The authors introduce a physics-based method for explicit pore-pressure prediction in naturally fractured shale petroleum reservoirs. Failing to account for the actual cause of overpressure leads to underestimation of the pore pressure at depth. This is particularly important in shales that have not yet reached pressure equilibrium because of fluid expansion caused by currently active or recent-in-geologic-time hydrocarbon generation.
The work flow is tested with data from the Powder River Basin, but it should be extendable to other shales worldwide. The approach should prove particularly useful in those undeveloped plays with limited or no regional experience, as in the case of the Cretaceous La Luna shale in Colombia. The computer code for running the pore-pressure work flow described in the complete paper was written in open-source Python programming language. The script makes extensive usage of different Python libraries.
The complete paper includes a substantive section devoted to a discussion of hydrocarbon generation as an overpressure mechanism in shales. Overpressure by fluid expansion in low-permeability rocks occurs when the volume of pore fluids increases with little change in porosity and at a rate that does not allow the effective dissipation of fluids. The fluid-expansion mechanisms include clay dehydration, smectite-illite transformation, hydrocarbon maturation, and oil cracking. The magnitude of overpressure from fluid expansion depends on the rate of volume change, which is rather slow for the burial rates and temperature gradients observed in most basins.
It follows that, in unconventional basins that encompass source rocks with high organic content and very low matrix permeabilities, the maturation of kerogen to oil and gas and oil cracking have the potential to create high-magnitude overpressure.

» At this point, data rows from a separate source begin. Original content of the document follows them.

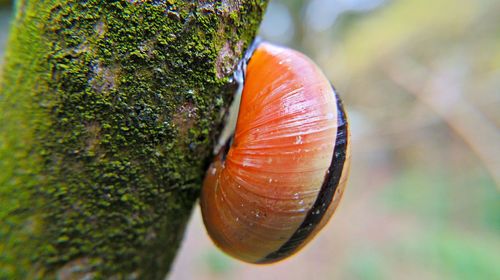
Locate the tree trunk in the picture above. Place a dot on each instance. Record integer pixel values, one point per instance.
(109, 111)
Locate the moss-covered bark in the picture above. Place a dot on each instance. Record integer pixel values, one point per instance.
(109, 112)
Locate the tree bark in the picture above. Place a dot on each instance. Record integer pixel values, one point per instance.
(109, 113)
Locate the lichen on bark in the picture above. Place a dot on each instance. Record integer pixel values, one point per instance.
(110, 110)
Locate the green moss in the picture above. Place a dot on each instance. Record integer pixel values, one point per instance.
(109, 115)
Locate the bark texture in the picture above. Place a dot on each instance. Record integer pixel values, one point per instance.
(109, 112)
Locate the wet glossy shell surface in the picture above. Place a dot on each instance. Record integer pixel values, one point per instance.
(278, 183)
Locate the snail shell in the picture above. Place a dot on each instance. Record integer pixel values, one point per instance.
(279, 180)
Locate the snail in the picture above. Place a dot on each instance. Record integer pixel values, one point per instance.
(279, 178)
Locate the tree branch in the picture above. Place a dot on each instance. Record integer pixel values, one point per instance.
(110, 110)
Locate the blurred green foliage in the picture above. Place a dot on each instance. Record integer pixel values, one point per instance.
(421, 82)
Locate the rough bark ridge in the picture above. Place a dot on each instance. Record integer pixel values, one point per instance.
(109, 112)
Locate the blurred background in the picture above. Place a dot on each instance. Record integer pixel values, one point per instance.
(421, 84)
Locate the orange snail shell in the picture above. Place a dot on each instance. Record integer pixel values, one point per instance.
(279, 182)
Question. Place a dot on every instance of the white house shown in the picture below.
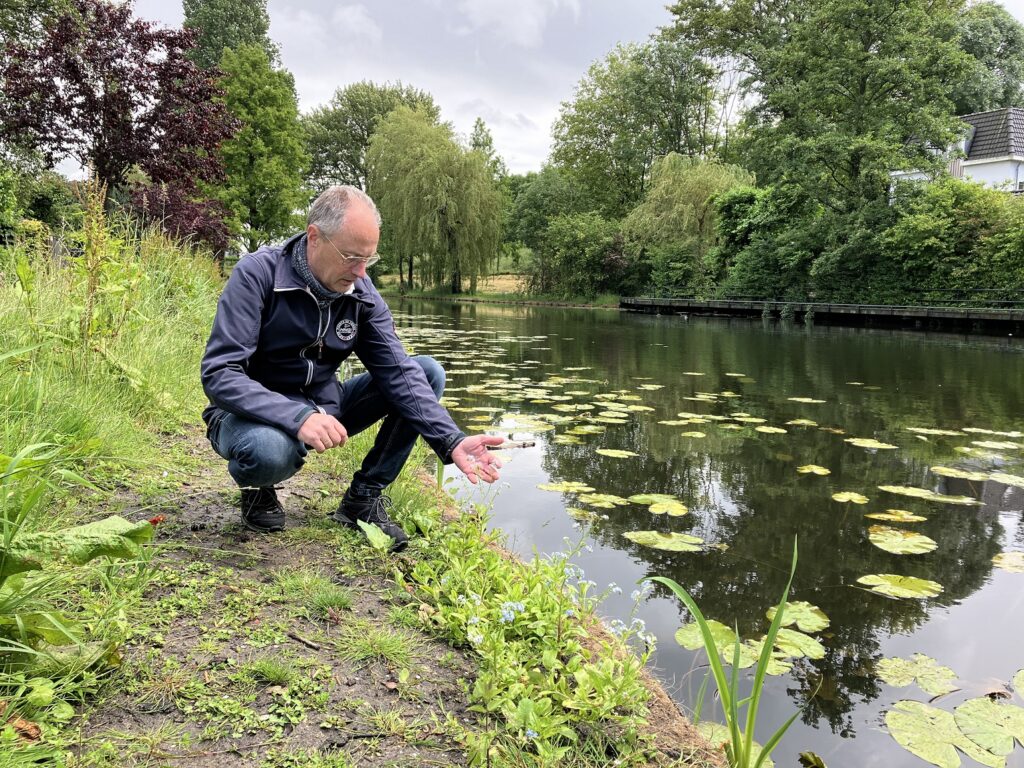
(991, 152)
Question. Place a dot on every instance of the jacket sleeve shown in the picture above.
(232, 342)
(402, 381)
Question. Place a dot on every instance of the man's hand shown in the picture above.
(321, 432)
(472, 457)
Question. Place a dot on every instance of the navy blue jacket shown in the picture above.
(273, 354)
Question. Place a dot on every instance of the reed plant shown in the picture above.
(740, 713)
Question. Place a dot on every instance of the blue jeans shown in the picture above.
(259, 456)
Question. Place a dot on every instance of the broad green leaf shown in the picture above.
(615, 454)
(797, 644)
(670, 542)
(568, 486)
(807, 616)
(932, 735)
(930, 496)
(900, 542)
(673, 508)
(849, 496)
(113, 537)
(377, 538)
(813, 469)
(962, 474)
(869, 442)
(894, 585)
(896, 515)
(931, 676)
(689, 636)
(1012, 561)
(992, 726)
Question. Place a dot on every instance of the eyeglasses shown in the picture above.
(367, 260)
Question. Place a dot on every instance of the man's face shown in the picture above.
(357, 237)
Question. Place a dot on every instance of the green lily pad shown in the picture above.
(931, 676)
(992, 726)
(568, 486)
(869, 442)
(932, 735)
(671, 508)
(896, 515)
(849, 496)
(930, 496)
(669, 542)
(797, 644)
(813, 469)
(894, 585)
(690, 638)
(900, 542)
(807, 616)
(615, 453)
(1012, 561)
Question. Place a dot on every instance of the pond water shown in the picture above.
(566, 379)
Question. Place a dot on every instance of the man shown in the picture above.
(287, 318)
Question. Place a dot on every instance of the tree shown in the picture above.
(480, 140)
(226, 24)
(265, 161)
(994, 40)
(338, 135)
(439, 202)
(113, 92)
(674, 227)
(640, 102)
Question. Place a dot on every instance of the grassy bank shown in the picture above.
(312, 648)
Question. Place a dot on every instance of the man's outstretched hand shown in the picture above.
(321, 432)
(472, 457)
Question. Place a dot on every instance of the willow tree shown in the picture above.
(439, 201)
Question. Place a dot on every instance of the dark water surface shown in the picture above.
(742, 489)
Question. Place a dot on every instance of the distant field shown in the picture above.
(503, 284)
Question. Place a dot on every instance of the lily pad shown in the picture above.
(568, 486)
(992, 726)
(669, 542)
(615, 453)
(930, 496)
(896, 515)
(690, 638)
(900, 542)
(797, 644)
(1012, 561)
(894, 585)
(813, 469)
(931, 676)
(807, 616)
(869, 442)
(849, 496)
(672, 508)
(932, 735)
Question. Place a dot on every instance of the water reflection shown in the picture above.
(741, 485)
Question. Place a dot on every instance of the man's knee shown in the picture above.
(265, 456)
(434, 373)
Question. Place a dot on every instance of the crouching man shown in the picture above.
(288, 317)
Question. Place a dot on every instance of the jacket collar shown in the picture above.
(286, 279)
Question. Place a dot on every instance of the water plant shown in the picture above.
(740, 749)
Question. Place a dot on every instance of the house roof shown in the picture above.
(996, 133)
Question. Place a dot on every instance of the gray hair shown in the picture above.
(328, 211)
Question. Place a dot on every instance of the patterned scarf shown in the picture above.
(301, 264)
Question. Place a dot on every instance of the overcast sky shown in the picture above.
(509, 61)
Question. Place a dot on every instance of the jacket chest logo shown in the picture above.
(345, 330)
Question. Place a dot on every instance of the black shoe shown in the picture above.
(374, 510)
(261, 511)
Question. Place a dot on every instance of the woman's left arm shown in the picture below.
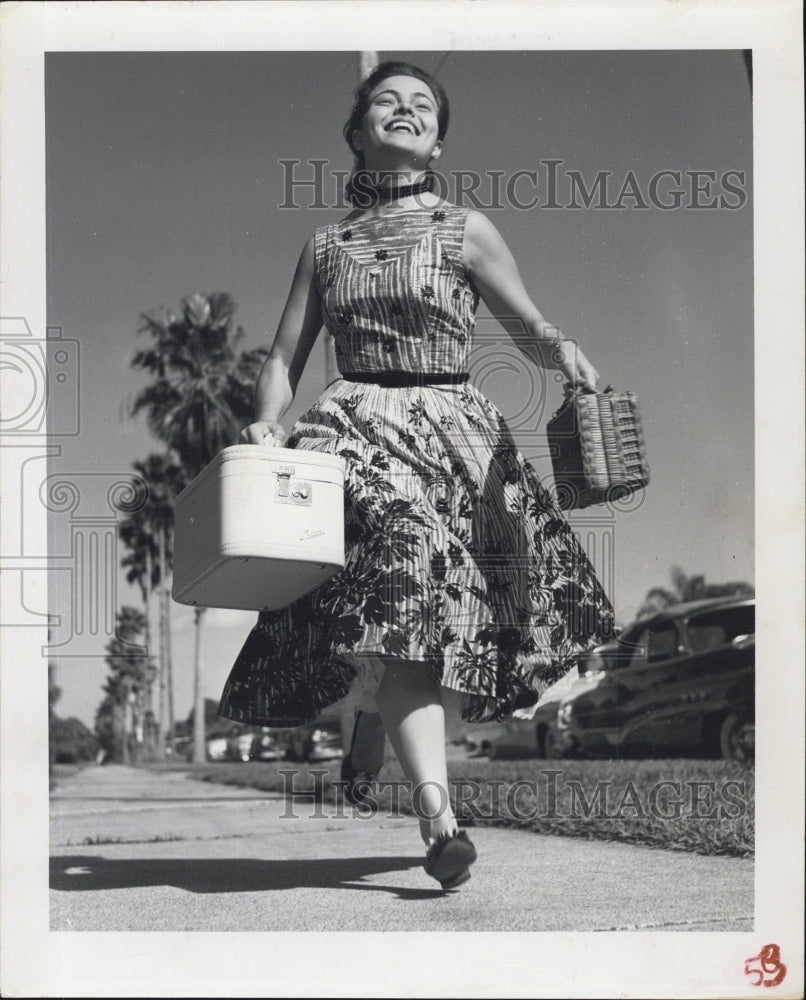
(495, 275)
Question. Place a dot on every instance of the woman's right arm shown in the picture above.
(299, 327)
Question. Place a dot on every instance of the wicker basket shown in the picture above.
(597, 447)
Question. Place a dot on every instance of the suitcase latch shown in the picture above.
(284, 480)
(298, 492)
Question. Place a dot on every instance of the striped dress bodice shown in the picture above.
(395, 293)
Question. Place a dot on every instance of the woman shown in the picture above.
(461, 572)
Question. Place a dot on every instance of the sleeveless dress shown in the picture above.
(455, 553)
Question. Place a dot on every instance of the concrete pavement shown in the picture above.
(134, 850)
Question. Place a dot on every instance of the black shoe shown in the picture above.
(449, 858)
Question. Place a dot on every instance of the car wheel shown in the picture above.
(737, 739)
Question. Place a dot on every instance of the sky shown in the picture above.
(163, 179)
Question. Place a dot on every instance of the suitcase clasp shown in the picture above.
(284, 474)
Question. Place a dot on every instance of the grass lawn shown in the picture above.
(705, 806)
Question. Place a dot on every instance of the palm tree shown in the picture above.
(690, 588)
(148, 534)
(200, 396)
(122, 708)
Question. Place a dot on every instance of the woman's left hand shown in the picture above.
(576, 367)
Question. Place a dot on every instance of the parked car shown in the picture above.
(538, 736)
(679, 681)
(218, 747)
(239, 745)
(318, 741)
(269, 744)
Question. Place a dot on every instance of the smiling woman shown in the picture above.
(397, 99)
(461, 572)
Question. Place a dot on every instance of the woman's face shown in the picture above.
(400, 123)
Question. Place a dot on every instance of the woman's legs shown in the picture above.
(410, 704)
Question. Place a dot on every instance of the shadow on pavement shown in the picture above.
(86, 873)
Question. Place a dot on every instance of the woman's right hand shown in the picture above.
(266, 432)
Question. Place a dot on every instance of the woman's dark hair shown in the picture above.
(365, 88)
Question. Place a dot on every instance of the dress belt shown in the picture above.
(405, 380)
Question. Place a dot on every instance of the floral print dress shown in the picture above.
(456, 555)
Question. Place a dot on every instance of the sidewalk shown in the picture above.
(137, 851)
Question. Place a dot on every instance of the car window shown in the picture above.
(717, 628)
(662, 642)
(633, 647)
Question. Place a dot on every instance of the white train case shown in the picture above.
(258, 528)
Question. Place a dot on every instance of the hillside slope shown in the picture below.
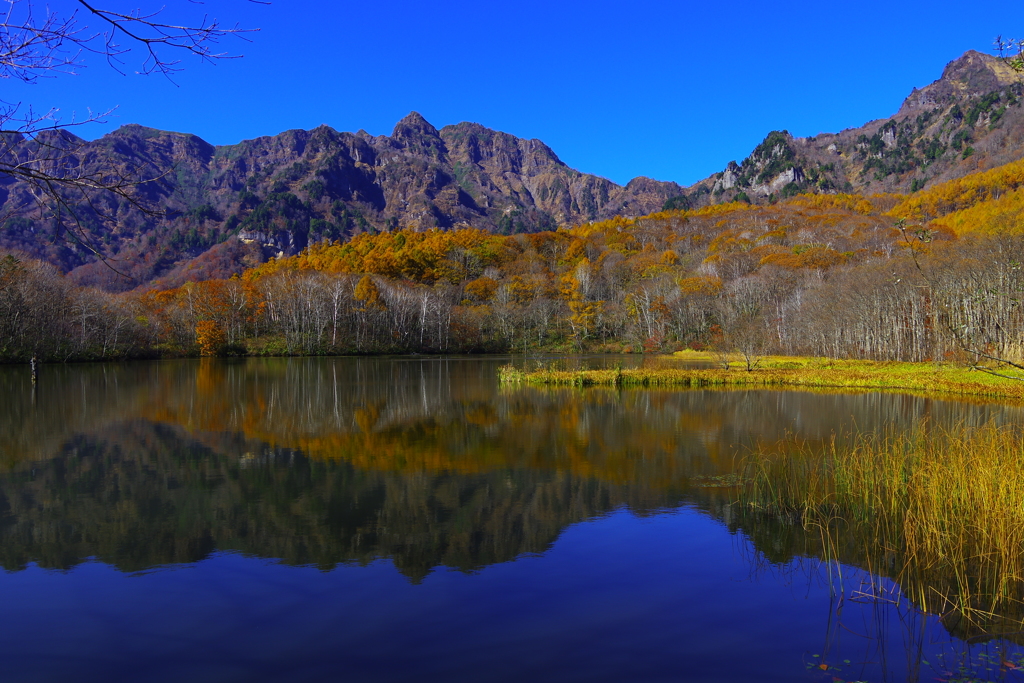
(969, 120)
(285, 191)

An important aspect of overpressuring caused by hydrocarbon generation is that it has the potential to create natural “hydraulic” fractures.
The most-likely explanation for the basinwide occurrence of overpressuring in the Rocky Mountains is the thermal generation of oil and gas.
Researchers have demonstrated that the Biot coefficient is equal to the quotient of the change in permeability with pore pressure (at constant confining pressure) over the change in permeability with confining pressure (at constant pore pressure). The authors write that previous work indicates that any deformations in fluid-saturated rocks are exclusively the result of variations on the Biot’s (not Terzaghi’s) effective stress.
Because effective stress governs rock deformation, it follows that, whatever the mechanism causing the rock deformation, it should be accounted for and properly explained by the inclusion of the appropriate in-situ Biot coefficient. This statement is the cornerstone of the pore-pressure-prediction work flow.